A warrant is a written order signed by a court that validates any search, seizure, or arrest by local law enforcement. It must always be accompanied by a sworn statement made by an officer under oath, claiming that probable cause that a crime was committed exists.
On the other hand, a detainer request is a mechanism where ICE requests that the local law enforcement agency hold — or detain — individuals suspected of an immigration violation for 48 hours after their otherwise lawful release from custody. ICE cannot step in while any criminal charges are pending. Rather, ICE must wait until the individual is no longer being held on local law enforcement authority. Detainers are used to facilitate a transfer from local law enforcement to ICE after the local agency’s justification for holding an individual has expired.
Whereas a warrant requires review and approval by a judge, an ICE detainer can be issued by just about any immigration official when a person suspected of not having lawful immigration status is arrested by local law enforcement. Federal information-sharing agreements have existed between immigration authorities and the FBI for decades. Per these agreements, fingerprints that the FBI collects from local law enforcement are automatically forwarded to the Department of Homeland Security (DHS). DHS then checks against immigration databases, revealing whether an individual is unlawfully present, and whether they present a risk to public safety.

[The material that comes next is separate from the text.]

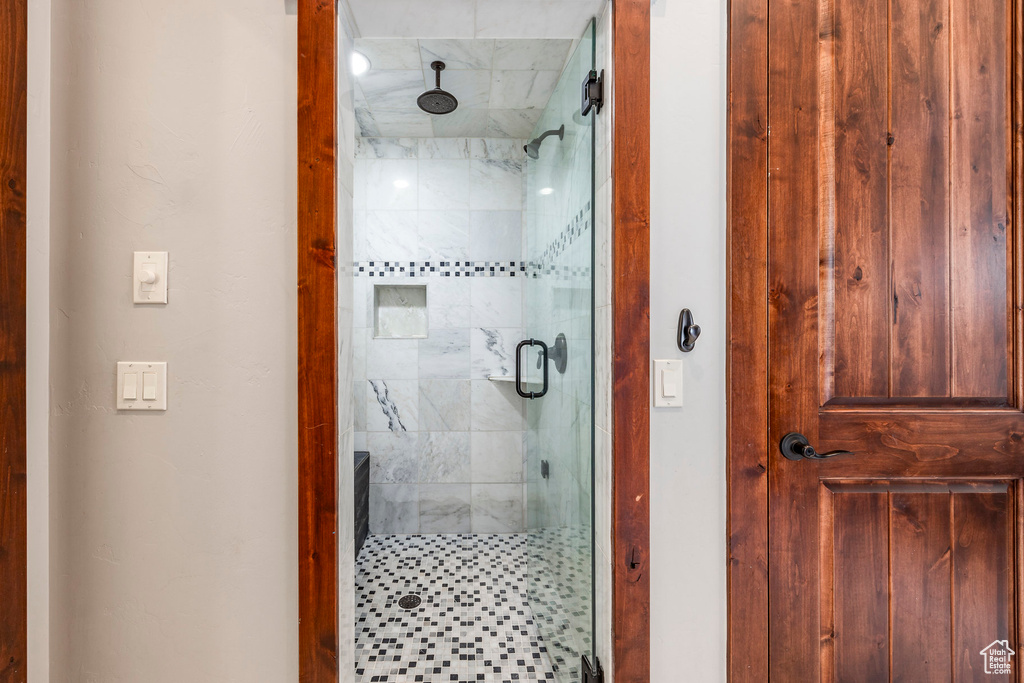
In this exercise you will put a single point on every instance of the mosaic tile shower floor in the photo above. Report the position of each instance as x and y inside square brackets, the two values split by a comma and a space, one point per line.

Authorization for issuing immigration detainers lies in Title 8, Section 287.7 of the Code of Federal Regulations, and the Immigration and Nationality Act. Authority to issue a detainer is broad. The law allows border patrol agents, aircraft pilots, special agents, deportation officers, immigration inspectors, adjudications officers, immigration and supervisory enforcement agents, supervisory and managerial personnel of any of these people, and almost any immigration officer who “needs” it, the authority to issue a detainer. Though the regulation requires the receiving law enforcement agency to comply with the detainer “request,” numerous courts have not enforced the requirement. Per the policies reinstated by the Trump administration in 2017, any individual suspected of lacking lawful status is a priority for removal, regardless of their threat — or lack thereof — to public safety. In recent years, the number of detainers has steadily gone up. Still, the number of detainers issued under the Trump administration is dwarfed by those issued during the Obama administration. It may surprise some that at their height, deportations under the Obama administration — just before their change in enforcement policies — nearly doubled the number of deportations in 2019.
The detainer process extends significant deference to immigration officials, as opposed to a warrant, which extends deference to the individual via protections enshrined in the Fourth Amendment. Prior to 2014, ICE officials could issue a detainer if they had “reason to believe” an individual was removable. After several successful lawsuits, the Obama administration rolled back its use of detainers, asking instead to be notified when a local agency was preparing to release an alien. If agents could not take custody of that person before the scheduled release, they could request extended detention — but still had to confirm there was a final order of removal, or other “probable cause” that justified removal.
Making the process more intentional (rather than automatic) likely spurred the falling numbers of detainer requests between 2014-16, in addition to the new probable cause requirements. The subsequent rise in detainers during the Trump administration is likely due to the sheer number of individuals detained after the administration’s 2016 removal of prioritization categories.
Importantly, the confirmation that there is a civil order of removal or other probable cause still does not alleviate concerns by local law enforcement about detaining individuals at the request of ICE without a warrant. These overt safeguards are intended to protect individual rights from potential abuse by law enforcement officers. Still, no appeals court has authoritatively ruled on whether it provides local law enforcement the legal cover necessary to hold individuals beyond their scheduled release in compliance with an ICE detainer. It doesn’t help matters that ICE has made numerous documented mistakes when it comes to arrests and detentions. According to the Los Angeles Times, since 2012, ICE has detained more than 1,480 people to investigate their citizenship claims — only to later release them from its custody. Here are the agency figures provided by the U.S. Department of Justice and reproduced in the L.A. Times graphic:
In one case, an American citizen was held for over three years — 1,273 days — in detention because ICE did not believe him to be a legal citizen. He was awarded a $20,000 settlement.
Investigating citizenship claims can be arduous, particularly for those who do not have paper records of their citizenship readily available. Sometimes though, ICE could correct these mistakes by conducting more than a cursory review of records before issuing a detainer. These mistakes leave significant questions as to the efficacy of the detainer system.
It follows that local law enforcement may be more willing to cooperate with federal immigration officials if they had more confidence in the process. Significantly raising the requirements to issue detainers — both who can authorize their issuance and what the standard of review is to do so — or doing away with them entirely and replacing them with warrants — would ensure more human rights protections, fewer lawsuits, and a tailored focus on priority detainees.